Hi
I’m new to OpenCL and am trying to port the source code below to Nvidia GPU Quadro FX1700 using OpenCL. There are data feedback (i.e. alpha_t[s]=new_alpha_t[s]) in the nested loops so that the intermediate results are used in the subsequent computations. How do I achieve data feedback in the kernel? I used a global work size of 752 and local work size of 8 for my kernel. In addition, I perform a loop unrolling in the innermost loop (i.e. z) to achieve sum[0], sum[1], sum[2] and sum[3].

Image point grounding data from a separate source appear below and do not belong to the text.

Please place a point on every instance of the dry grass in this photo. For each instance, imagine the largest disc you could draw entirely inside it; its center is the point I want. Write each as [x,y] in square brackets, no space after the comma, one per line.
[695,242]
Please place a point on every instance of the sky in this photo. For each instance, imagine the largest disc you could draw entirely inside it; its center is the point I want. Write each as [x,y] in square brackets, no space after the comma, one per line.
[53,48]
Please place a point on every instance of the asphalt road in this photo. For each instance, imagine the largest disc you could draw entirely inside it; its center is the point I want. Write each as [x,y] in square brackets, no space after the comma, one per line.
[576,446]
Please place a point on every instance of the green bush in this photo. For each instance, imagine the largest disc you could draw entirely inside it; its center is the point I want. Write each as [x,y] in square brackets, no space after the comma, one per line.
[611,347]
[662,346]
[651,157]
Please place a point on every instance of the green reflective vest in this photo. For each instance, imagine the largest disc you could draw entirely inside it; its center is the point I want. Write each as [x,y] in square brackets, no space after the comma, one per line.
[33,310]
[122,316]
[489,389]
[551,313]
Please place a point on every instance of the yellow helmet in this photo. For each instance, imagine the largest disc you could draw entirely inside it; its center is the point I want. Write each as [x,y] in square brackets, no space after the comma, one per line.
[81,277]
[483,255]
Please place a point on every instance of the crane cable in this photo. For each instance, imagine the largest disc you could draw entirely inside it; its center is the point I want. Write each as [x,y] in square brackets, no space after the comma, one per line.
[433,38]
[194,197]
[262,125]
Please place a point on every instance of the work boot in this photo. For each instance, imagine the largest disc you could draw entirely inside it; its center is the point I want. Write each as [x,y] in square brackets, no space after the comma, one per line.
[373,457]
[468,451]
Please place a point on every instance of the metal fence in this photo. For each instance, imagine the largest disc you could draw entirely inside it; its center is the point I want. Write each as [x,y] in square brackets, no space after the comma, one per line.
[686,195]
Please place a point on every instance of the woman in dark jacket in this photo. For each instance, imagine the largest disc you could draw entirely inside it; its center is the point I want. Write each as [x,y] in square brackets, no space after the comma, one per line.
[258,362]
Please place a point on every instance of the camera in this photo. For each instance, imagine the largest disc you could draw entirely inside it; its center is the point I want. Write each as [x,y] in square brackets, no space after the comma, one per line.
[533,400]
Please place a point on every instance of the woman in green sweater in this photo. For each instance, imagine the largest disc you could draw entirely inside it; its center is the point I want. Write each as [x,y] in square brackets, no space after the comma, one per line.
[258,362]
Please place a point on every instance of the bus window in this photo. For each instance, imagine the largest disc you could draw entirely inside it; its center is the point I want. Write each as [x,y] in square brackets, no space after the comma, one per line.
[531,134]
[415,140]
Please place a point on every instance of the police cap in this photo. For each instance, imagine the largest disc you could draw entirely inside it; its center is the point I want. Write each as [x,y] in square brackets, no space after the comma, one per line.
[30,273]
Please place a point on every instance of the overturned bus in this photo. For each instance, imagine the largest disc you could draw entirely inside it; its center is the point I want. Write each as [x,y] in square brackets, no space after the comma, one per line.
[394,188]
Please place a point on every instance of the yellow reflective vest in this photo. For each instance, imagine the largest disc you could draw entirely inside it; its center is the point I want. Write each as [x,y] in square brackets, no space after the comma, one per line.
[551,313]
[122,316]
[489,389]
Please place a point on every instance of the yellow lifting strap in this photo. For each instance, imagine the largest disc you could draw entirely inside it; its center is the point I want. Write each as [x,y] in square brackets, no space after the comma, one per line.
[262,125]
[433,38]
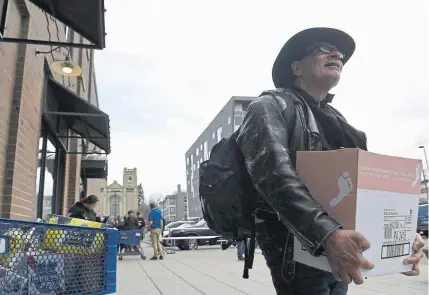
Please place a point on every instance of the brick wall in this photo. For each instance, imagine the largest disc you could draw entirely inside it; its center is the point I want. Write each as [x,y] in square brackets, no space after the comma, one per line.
[21,85]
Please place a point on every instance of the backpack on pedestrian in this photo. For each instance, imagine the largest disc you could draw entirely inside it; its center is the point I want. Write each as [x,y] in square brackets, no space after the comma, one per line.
[228,196]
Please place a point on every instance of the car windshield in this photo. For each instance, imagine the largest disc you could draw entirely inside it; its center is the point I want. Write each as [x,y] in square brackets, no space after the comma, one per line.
[202,222]
[423,210]
[173,225]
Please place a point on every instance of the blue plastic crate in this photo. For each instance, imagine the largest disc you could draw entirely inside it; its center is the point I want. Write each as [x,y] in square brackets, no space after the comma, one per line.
[40,258]
[130,237]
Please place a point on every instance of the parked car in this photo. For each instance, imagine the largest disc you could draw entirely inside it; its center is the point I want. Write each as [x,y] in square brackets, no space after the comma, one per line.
[172,225]
[196,219]
[422,219]
[200,229]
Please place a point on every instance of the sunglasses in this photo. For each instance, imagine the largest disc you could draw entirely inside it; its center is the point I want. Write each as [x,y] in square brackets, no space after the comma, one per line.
[324,49]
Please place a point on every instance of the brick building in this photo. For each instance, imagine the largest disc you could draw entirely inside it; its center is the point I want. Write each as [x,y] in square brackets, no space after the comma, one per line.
[49,123]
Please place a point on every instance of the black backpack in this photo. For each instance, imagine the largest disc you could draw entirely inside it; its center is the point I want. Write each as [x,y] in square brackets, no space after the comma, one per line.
[228,197]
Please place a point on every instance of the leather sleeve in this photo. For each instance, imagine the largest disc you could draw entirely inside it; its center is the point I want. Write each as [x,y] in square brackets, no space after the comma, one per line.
[263,140]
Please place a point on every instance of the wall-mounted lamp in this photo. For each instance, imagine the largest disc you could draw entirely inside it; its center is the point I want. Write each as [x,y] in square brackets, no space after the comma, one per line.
[63,67]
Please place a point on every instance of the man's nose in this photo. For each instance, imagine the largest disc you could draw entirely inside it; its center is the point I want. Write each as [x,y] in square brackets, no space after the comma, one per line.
[336,55]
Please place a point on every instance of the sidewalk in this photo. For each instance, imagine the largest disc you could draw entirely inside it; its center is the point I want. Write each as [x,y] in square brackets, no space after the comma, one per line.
[212,271]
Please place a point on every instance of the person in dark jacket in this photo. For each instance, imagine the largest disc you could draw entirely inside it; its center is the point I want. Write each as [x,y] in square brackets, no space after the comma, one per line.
[142,222]
[308,66]
[85,209]
[131,222]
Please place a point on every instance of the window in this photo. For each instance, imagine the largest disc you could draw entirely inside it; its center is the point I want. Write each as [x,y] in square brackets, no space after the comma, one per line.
[219,133]
[50,183]
[115,205]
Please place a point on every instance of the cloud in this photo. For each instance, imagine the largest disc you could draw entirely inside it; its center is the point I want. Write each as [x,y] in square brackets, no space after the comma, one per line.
[177,63]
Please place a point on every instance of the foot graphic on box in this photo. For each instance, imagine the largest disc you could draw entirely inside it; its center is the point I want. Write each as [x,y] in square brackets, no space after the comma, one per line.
[417,179]
[345,187]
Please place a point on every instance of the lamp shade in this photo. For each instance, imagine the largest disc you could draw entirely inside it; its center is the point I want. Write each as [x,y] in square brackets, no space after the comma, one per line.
[66,68]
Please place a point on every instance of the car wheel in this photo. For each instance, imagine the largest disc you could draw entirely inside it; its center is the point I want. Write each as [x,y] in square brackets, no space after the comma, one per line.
[191,244]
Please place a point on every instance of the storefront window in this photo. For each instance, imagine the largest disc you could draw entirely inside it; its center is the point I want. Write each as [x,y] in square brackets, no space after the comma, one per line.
[50,176]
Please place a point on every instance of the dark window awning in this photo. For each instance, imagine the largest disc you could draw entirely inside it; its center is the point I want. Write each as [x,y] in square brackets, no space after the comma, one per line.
[81,116]
[93,166]
[86,17]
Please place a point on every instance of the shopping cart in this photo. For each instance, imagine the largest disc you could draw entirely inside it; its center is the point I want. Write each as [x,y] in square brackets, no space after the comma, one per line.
[131,243]
[40,258]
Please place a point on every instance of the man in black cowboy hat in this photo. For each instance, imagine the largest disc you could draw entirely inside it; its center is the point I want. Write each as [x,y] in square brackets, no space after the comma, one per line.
[297,116]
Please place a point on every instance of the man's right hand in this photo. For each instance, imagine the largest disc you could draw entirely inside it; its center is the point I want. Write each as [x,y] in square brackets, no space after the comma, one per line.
[344,249]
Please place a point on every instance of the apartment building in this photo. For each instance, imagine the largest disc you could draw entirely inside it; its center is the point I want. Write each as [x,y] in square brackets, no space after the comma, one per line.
[223,125]
[53,137]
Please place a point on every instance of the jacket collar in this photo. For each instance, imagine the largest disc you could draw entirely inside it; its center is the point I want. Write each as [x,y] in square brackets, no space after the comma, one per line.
[328,99]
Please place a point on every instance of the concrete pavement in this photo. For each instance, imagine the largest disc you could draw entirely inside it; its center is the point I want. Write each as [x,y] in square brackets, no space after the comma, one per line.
[212,271]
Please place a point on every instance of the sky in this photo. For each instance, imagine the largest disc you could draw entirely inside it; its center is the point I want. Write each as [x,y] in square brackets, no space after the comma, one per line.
[170,66]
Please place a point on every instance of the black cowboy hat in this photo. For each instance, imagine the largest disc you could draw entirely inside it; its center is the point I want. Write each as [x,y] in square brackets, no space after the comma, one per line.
[294,49]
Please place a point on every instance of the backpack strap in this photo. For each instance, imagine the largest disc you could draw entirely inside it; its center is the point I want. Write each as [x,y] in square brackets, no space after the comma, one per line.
[287,108]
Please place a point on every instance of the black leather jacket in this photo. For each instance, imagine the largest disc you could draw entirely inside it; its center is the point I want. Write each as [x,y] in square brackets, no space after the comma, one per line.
[270,153]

sm_lut[4][8] = {{1,5,5,7,6,3,0,5},
{2,6,4,6,5,2,2,7},
{7,7,3,1,3,5,2,2},
{0,1,2,0,4,4,6,1}
};
int s,m,z;
int alpha_t[8]={0};
int new_alpha_t[8];
for (m=0; m<752; m++)
{
for (s=0; s<8; s++)
{
int sum[4];
for (z=0; z<4; z++)
{
int sm1;
sm1 = sm_lut[z][s];
sum[z] = alpha_t[sm1];
}
new_alpha_t[s]=max4(sum[0],sum[1],sum[2],sum[3]);
}
for (s=0; s<8; s++)
alpha_t[s]=new_alpha_t[s];
}
Thanks in advance for your help.